Thiol protecting agents attenuate HNE-induced ROS generation and increased TF activity. THP-1 cells (A) or HCAEC (B), stimulated with LPS or cytokines, respectively, were treated with NAC (3 mM) for 1 h and then loaded with H₂DCFDA (experimental conditions were essentially same as in Fig. 3). Thereafter, the cells were treated with 20 or 40 μM HNE, respectively, for 45 min, and then analyzed for ROS generation. (C) LPS-stimulated THP-1 cells were treated with NAC (3 mM) or MPG (100 μM) for 1 h, followed by addition of HNE (20 μM). At the end of 4 h HNE treatment, the cells were lysed and subjected to a non-reducing SDS-PAGE and immunoblotted with phospho p38 MAPK or total p38 MAPK antibodies. (D and E). LPS-stimulated THP-1 cells or cytokine-stimulated HCAEC were treated with NAC (3 mM) or MPG (100 μM) for 1 h followed by HNE (20 μM for THP-1 cells and 40 μM for HCAEC) for 4 h. At the end of HNE treatment, TF activity was determined in FX activation assay. (F) LPS-stimulated THP-1 cells treated with NAC followed by HNE (as described in panel D) were stained for cell surface PS using AF488-annexin V, and immunostained with TF mAb. DAPI was used for nucleus staining. (G) LPS-stimulated THP-1 cells were treated with a control vehicle or rotenone (2 μM for 1 h) followed by HNE for 4 h. The cells were stained with AF488-annexin V and immunostained with TF mAb (9C3).
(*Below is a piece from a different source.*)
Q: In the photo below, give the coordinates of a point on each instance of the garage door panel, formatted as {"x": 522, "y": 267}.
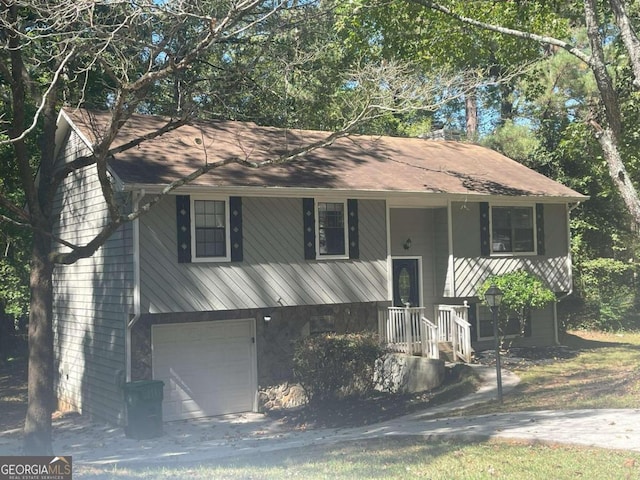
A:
{"x": 209, "y": 371}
UN, unperturbed cells; # denotes statistically significant difference compared to unperturbed cells (p <0.01); * denotes statistically significant difference compared to cells treated with HNE in the absence of thiol protectants (p < 0.01).

Figure 6

HNE treatment releases TF bearing microparticles. TNF-α + IL1-β-stimulated HCAEC (A) or WI-38 fibroblasts (B) were treated with 40 μM HNE for varying time periods. At the end of the treatment, overlying medium was collected, centrifuged at 1,000 × g for 5 min to remove cell debris followed by centrifugation at 20,000 × g for 1 h to isolate MP. TF activity associated with MP was measured in FX activation assay. UN, unperturbed cells; * denotes statistically significant difference compared to cells not treated with HNE (p < 0.01).